ECB freezes emergency loans to Greek banks at €89bn
A visitor walks past the European Central Bank (ECB) logo, featuring a euro symbol, in Frankfurt, Germany, on Thursday, May, 20, 2010. Europe's debt crisis will depress the euro still further after it declined to the lowest level since 2006, according to UBS AG and BNP Paribas SA. Photographer: Hannelore Foerster/Bloomberg©Bloomberg
The European Central Bank has refused to grant more emergency loans for Greek banks, a drastic move that will pave the way for the introduction of capital controls or bank closures by the authorities in Athens.
The decision followed the surprise move by the Greek government to call a referendum on new bailout terms offered by the country’s international creditors, triggering a rupture with Athens’ eurozone partners and pushing the country closer to exiting the single currency.
Eurozone finance ministers on Saturday refused a Greek request to extend the current bailout programme beyond its scheduled expiry on Tuesday, leaving the fragile Greek financial system exposed.
The ECB’s policy making governing council said on Sunday that it could no longer provide additional vital funding to Greece’s troubled lenders as the bank pledged to work with Greece’s central bank to “maintain financial stability”.
“Following the decision by the Greek authorities to hold a referendum and the non-prolongation of the EU adjustment programme for Greece, the governing council declared it will work closely with the Bank of Greece to maintain financial stability,” said the ECB statement.
It added that the ECB “stands ready to reconsider its decision” — leaving the door open to emergency intervention.
The Greek Financial Stability Council was due to meet at 4pm discuss the banking situation.
Without any new funds from the ECB, Greek banks are likely to struggle to honour the deposit withdrawals that are expected in the run-up to the July 5 referendum.
That increases the pressure on the Syriza-led government to enforce capital controls to limit withdrawals from the country’s lenders. Athens could also choose to close the banks tomorrow to stave off a run on deposits.
Asked by the BBC on Sunday before the ECB announcement whether capital controls or bank closures were inevitable, Yanis Varoufakis, the finance minister, said: “This is a matter that we’ll have to work on overnight with the appropriate authorities both here in Greece and in Frankfurt.”
Greek banks have relied on the emergency funding since February, when the eurozone’s central bankers cut off access to their regular loans.
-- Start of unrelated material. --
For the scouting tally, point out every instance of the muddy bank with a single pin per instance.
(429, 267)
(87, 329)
Up to €89bn in emergency loans, dubbed Emergency Liquidity Assistance, had been approved by the council, made up of the heads of the national central banks and the ECB’s six top officials — led by president Mario Draghi. Two-thirds of the council’s voting members must vote down any request for ELA from the Bank of Greece.
People stand in a queue to use ATM machines to withdraw cash at a bank in Athens on June 27, 2015. Greece will hold a referendum on July 5 on the outcome of negotiations with its international creditors taking place in Brussels on June 27, Prime Minister Alexis Tsipras announced. AFP PHOTO/ ARIS MESSINISARIS MESSINIS/AFP/Getty Images©AFP
People stand in a queue to use ATM machines to withdraw cash at a bank in Athens
Billions of euros have left the Greek banking system in recent weeks as the relationship between Athens and its international creditors has deteriorated.
Mr Draghi said: “We continue to work closely with the Bank of Greece and we strongly endorse the commitment of member states in pledging to take action to address the fragilities of euro area economies.”
Pierre Moscovici, European Commissioner for Economic and Financial Affairs, Taxation and Customs, tweeted that the door was still open for negotiations to keep Greece in the eurozone.
Yannis Stournaras, BoG governor, said: “The Bank of Greece, as a member of the Eurosystem, will take all measures necessary to ensure financial stability for Greek citizens in these difficult circumstances.”
Hans-Werner Sinn, president of the German Ifo Institute, called on Greece to impose capital controls and introduce a new currency and said creditors should take a haircut following an orderly exit from the euro.
“The foreseeable insolvency of Greece is deeply regrettable. Greece now needs to immediately introduce a new electronic currency as legal tender and must stop all euro payment orders to other countries abroad and impose capital controls”, Mr Sinn said. “The new currency would devalue against the euro, which would make the country competitive again.”